Sobald in Gütern, die ein Hersteller für seine Produktion benötigt, ein kubanischer Rohstoff enthalten ist, führt das in bestimmten Konstellationen – nämlich dann, wenn eine US-Person oder eine Person, die im Eigentum oder unter Kontrolle einer US-Person steht, beteiligt ist – zu einem umfassenden Handelsverbot bzgl. aller hergestellten Güter, in denen dieser kubanische Rohstoff enthalten ist. Rechtlich problematisch ist die Unverhältnismäßigkeit dieser Regelung des US-Kuba-Embargos, weil sie weder eine De-minimis-Grenze noch die Regel der substantial transformation kennt. Unseres Erachtens gehen diese Konsequenzen viel zu weit, wie dieser Fall zeigt: Selbst die Autos, in denen der kubanische Rohstoff einen Wertanteil von weniger als 0,1% ausmacht, dürfen wegen der darin enthaltenen geringen Mengen eines kubanischen Rohstoffs nicht mehr verkauft werden, durch eine „Person unter US-Jurisdiktion“ oder an eine „Person unter US-Jurisdiktion“. Das bedeutet, dass selbst kleinste Mengen eines kubanischen Rohstoffs ohne eine US-Genehmigung einen hohen wirtschaftlichen Schaden bzgl. aller hiermit hergestellten Güter verursachen können.
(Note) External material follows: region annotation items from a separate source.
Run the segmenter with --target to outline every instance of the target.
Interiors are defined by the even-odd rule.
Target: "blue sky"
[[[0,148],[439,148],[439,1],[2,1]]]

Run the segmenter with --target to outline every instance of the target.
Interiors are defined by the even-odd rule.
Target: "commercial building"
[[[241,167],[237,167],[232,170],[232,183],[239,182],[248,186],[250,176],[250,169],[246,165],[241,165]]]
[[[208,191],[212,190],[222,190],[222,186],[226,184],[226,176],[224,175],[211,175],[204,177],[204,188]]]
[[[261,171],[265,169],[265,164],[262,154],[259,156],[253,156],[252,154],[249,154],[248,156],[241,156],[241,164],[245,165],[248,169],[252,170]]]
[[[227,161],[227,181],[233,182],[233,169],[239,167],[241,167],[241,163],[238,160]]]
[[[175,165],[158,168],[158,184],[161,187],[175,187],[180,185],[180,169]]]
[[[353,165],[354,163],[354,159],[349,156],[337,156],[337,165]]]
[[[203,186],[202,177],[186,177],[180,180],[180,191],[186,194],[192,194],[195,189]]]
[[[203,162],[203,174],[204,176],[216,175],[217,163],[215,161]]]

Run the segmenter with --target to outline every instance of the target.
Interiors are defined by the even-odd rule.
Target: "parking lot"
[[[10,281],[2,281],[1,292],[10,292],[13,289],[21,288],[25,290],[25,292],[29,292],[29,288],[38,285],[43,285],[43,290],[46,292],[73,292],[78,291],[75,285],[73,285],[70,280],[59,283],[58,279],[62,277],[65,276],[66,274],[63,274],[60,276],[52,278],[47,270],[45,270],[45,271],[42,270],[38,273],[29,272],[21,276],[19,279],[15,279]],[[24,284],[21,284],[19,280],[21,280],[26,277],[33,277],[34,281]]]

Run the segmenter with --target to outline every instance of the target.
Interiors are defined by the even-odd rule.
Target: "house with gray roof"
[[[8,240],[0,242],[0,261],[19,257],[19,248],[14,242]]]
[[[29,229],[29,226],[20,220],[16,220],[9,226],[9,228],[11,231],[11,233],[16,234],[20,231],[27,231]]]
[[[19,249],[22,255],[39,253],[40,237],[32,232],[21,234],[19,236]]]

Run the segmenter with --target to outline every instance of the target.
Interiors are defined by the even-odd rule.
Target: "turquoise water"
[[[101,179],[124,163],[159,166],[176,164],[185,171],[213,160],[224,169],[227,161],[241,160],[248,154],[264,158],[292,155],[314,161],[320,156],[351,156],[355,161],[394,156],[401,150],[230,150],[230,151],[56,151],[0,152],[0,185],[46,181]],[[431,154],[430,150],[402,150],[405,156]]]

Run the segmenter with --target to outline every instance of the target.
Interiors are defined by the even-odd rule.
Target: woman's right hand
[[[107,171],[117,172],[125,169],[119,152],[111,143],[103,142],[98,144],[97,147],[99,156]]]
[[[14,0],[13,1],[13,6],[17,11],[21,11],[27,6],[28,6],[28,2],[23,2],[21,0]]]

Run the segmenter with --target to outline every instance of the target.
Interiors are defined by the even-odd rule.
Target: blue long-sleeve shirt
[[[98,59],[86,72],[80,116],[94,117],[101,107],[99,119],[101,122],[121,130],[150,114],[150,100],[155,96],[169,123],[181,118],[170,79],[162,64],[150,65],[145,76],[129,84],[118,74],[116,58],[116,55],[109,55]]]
Wir sind der Meinung, dass hier das dringende Bedürfnis nach Rechtsklarheit besteht und dass diese Regelung in zweifacher Weise geändert oder restriktiv angewandt werden sollte: Erstens sollte eine De-minimis-Grenze für Kleinmengen gelten, und zweitens sollte ein Rechtsverstoß dann ausscheiden, wenn es durch den Einbau des Rohstoffs in ein Gut zu einer Umwandlung gekommen ist, sodass ein neues Gut vorliegt. Wir haben dies zum Anlass genommen, eine entsprechende Advisory Opinion beim OFAC zu beantragen, damit diese unverhältnismäßige Regelung entsprechend restriktiv interpretiert werden kann.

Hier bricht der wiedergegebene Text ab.